The 31st international symposium on Persistent Organic Pollutants (Dioxin 2011) will take place in Brussels from August 22 to 25, 2011, bringing together close to 1000 specialists from the world over. It is the first time that this scientific meeting, the most important of its kind in this research area, and which was born in the wake of the Seveso disaster (1976), is taking place in Belgium.
This 31st edition has been organised on the initiative of Professor Jean-François Focant (University of Liège), President of the Dioxin 2011 symposium, and Adrian Covaci (University of Antwerp), the co-President.
Persistent Organic Pollutants (POPs) represent several dozens of families of molecules, of which the best known (unfortunately) are dioxins, furans and more generally PCBs.
Through 800 abstracts presented in five parallel sessions and plenary sessions, Dioxin 2011 will take stock of the most recent scientific developments concerning POPs.
Complex molecules, POPs are characterised by their toxicity to human health and the environment, their persistency in the environment (the most common half-life spans are longer than ten years) and their bioaccumulation in living organisms.

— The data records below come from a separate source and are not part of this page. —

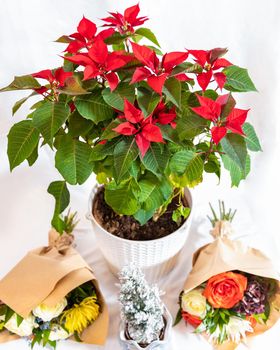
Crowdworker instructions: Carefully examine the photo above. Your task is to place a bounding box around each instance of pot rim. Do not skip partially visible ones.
[86,185,194,245]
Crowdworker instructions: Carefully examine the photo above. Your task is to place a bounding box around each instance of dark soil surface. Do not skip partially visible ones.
[92,188,187,241]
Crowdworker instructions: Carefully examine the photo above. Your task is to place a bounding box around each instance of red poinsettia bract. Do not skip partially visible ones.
[64,38,133,91]
[64,17,115,53]
[102,4,148,35]
[153,101,176,129]
[192,94,249,144]
[188,48,232,91]
[113,99,164,157]
[131,42,189,95]
[31,68,73,94]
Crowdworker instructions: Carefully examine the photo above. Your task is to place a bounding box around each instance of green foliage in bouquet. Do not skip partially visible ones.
[1,5,261,232]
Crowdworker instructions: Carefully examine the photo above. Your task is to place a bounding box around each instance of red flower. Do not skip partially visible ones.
[131,42,192,95]
[188,48,232,91]
[153,101,176,129]
[182,311,202,328]
[64,38,133,91]
[64,17,115,53]
[31,68,73,94]
[192,94,249,144]
[113,100,164,157]
[102,4,148,35]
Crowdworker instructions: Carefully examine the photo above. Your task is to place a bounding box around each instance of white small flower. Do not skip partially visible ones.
[32,298,67,322]
[49,324,72,341]
[208,316,254,344]
[5,314,38,337]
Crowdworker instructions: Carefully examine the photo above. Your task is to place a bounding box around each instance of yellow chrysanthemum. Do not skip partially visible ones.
[61,296,99,334]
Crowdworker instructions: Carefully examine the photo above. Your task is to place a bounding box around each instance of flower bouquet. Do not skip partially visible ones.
[0,219,108,348]
[175,203,280,350]
[119,265,172,350]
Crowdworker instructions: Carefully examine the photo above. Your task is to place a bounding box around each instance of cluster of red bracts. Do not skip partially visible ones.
[32,5,248,157]
[113,100,176,157]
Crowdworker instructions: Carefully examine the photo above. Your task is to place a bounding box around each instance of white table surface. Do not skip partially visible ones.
[0,0,280,350]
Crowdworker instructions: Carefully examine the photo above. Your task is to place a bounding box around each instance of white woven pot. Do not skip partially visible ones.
[120,306,172,350]
[87,187,193,282]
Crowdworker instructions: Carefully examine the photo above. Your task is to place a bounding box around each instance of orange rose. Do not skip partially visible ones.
[203,272,247,309]
[182,311,202,328]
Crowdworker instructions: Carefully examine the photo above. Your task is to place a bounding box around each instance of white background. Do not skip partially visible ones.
[0,0,280,350]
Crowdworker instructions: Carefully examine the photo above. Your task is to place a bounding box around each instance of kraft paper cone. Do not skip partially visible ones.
[0,230,109,345]
[184,221,280,350]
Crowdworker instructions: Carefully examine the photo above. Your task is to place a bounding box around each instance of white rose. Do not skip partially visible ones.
[5,314,38,337]
[49,324,72,341]
[32,298,67,322]
[181,288,206,319]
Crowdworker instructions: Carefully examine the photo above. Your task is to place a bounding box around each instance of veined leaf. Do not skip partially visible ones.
[169,150,203,181]
[142,143,168,176]
[137,87,160,117]
[243,123,262,152]
[102,83,135,111]
[114,138,138,183]
[223,66,257,92]
[55,135,92,185]
[75,89,114,124]
[105,181,139,215]
[33,101,70,145]
[221,134,247,171]
[222,154,251,187]
[8,120,39,171]
[0,75,41,92]
[163,78,181,108]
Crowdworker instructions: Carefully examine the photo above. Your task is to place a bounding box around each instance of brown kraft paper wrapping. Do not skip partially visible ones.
[184,222,280,350]
[0,230,109,345]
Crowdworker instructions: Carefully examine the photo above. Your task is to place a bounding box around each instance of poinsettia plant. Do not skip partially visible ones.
[1,5,261,231]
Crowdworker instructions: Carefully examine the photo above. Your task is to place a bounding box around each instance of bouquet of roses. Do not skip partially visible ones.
[177,204,280,349]
[0,219,108,348]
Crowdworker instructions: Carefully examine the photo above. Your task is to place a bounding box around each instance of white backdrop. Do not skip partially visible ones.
[0,0,280,350]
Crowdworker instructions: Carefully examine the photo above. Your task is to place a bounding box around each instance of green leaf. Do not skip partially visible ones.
[8,120,39,171]
[102,83,135,111]
[176,108,209,141]
[222,154,251,187]
[75,89,114,124]
[48,181,70,234]
[57,74,90,96]
[48,181,70,214]
[114,138,138,183]
[68,110,95,137]
[12,92,37,115]
[55,135,92,185]
[243,123,262,152]
[163,78,181,108]
[105,181,139,215]
[137,87,160,117]
[89,140,119,162]
[33,101,70,145]
[169,150,203,181]
[142,143,168,177]
[0,75,41,92]
[223,66,257,92]
[17,314,23,327]
[135,28,160,47]
[221,134,247,171]
[5,306,15,324]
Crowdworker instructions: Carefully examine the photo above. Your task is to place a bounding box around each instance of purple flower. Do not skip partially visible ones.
[234,276,268,316]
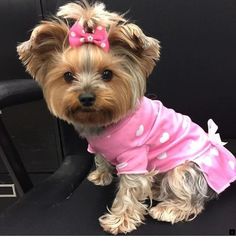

Several international treaties have classified and fixed the emission thresholds for certain categories of POP. If the production of substances such as PCBs is today banned and if industrial emissions are generally monitored, scientists and the public authorities are continuing to attentively survey these pollutants because of the potential long term impact on health and the environment linked to their persistency and bioaccumulation.
Dioxin 2011 will also place an emphasis on emerging organic compounds, more and more used in multiple applications but whose effects are still very poorly understood, such as bromine molecules (used for example as flame retardants), fluorine molecules (Teflon, chemistry, medical chemistry, etc.) and organochlorine pesticides, etc.